HTTP_PORT controls the local server port
SILENCE_MS controls how long silence ends a session
TRANSCRIPTION_BASE_URL should stay on Groq's OpenAI-compatible base
TRANSCRIPTION_MODEL defaults to whisper-large-v3-turbo
LLM_MODEL controls the cleanup model

API Endpoints

The FastAPI server lives in whispefy/server.py and binds to 127.0.0.1.

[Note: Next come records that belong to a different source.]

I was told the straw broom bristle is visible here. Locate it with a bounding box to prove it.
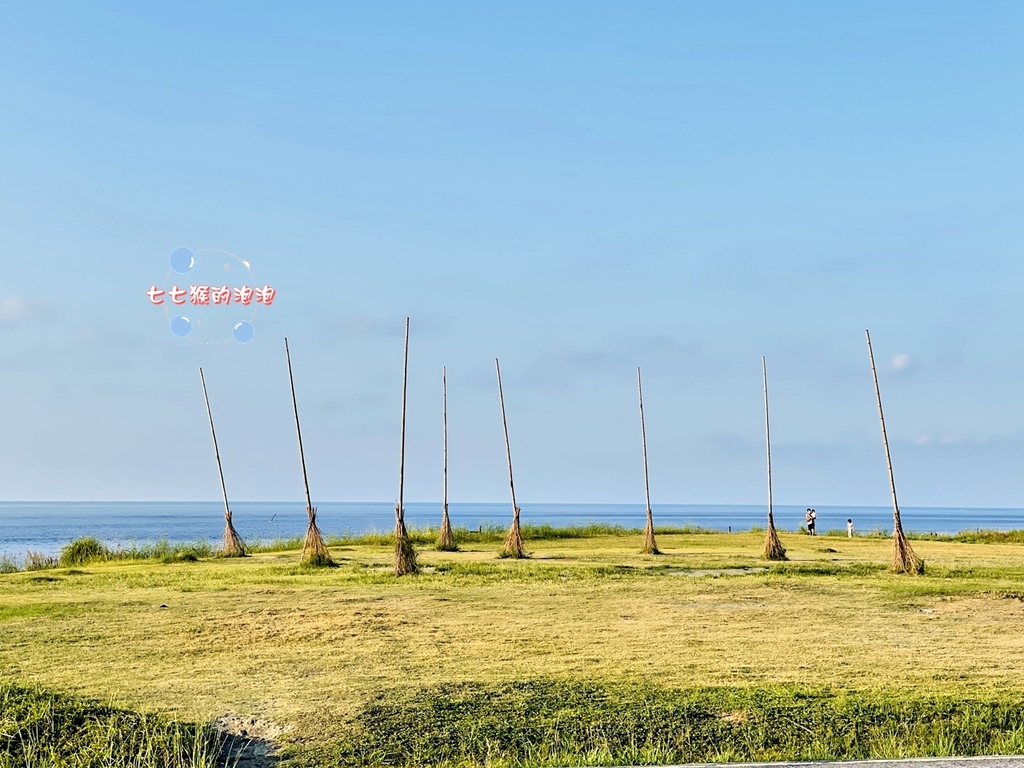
[764,516,788,560]
[891,514,925,575]
[501,507,526,560]
[394,505,417,575]
[224,511,248,557]
[640,508,662,555]
[302,507,337,568]
[437,504,459,552]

GET /health checks that the local server is alive
POST /toggle starts recording when idle, or stops the current session when active
POST /stop forces the current session to stop

Use HTTP_PORT if you need to change the local port. The default is 8764.

Session Behavior

The app does not keep a long-running audio stream open forever. It starts recording on POST /toggle or the Hyprland bind, then:

buffers frames locally
watches for speech
stops on silence
skips transcription if no speech was detected
logs and inserts only after the full pipeline succeeds

Expected no-speech cases are treated as a normal cancel path, not a crash.

Launch Paths

There are three practical ways to run it:

uv run whispefy for terminal testing
exec-once = sh -c '/path/to/whispefy/start.sh >> /tmp/whispefy.log 2>&1' for Hyprland autostart
systemd --user for a background service

Wayland Notes

Whispefy is designed for Hyprland on Wayland. The insertion path relies on wtype, and clipboard fallback relies on wl-copy. If those tools are missing, text insertion will fail even if transcription succeeds.

Failure Modes

These are the main failure points to know about when debugging:

No speech detected is a normal cancel path from whispefy/audio.py, not a crash.
A wrong TRANSCRIPTION_BASE_URL will break Groq chat calls if it does not resolve to the OpenAI-compatible base.
Missing wtype or wl-copy will break insertion, even if transcription succeeds.
systemd --user launches need the Wayland env imported, or the service may start without access to the desktop session.
The local FastAPI server binds to 127.0.0.1, so it is meant for local triggers only.

Treat these as operational guardrails, not app bugs, unless the app mishandles them.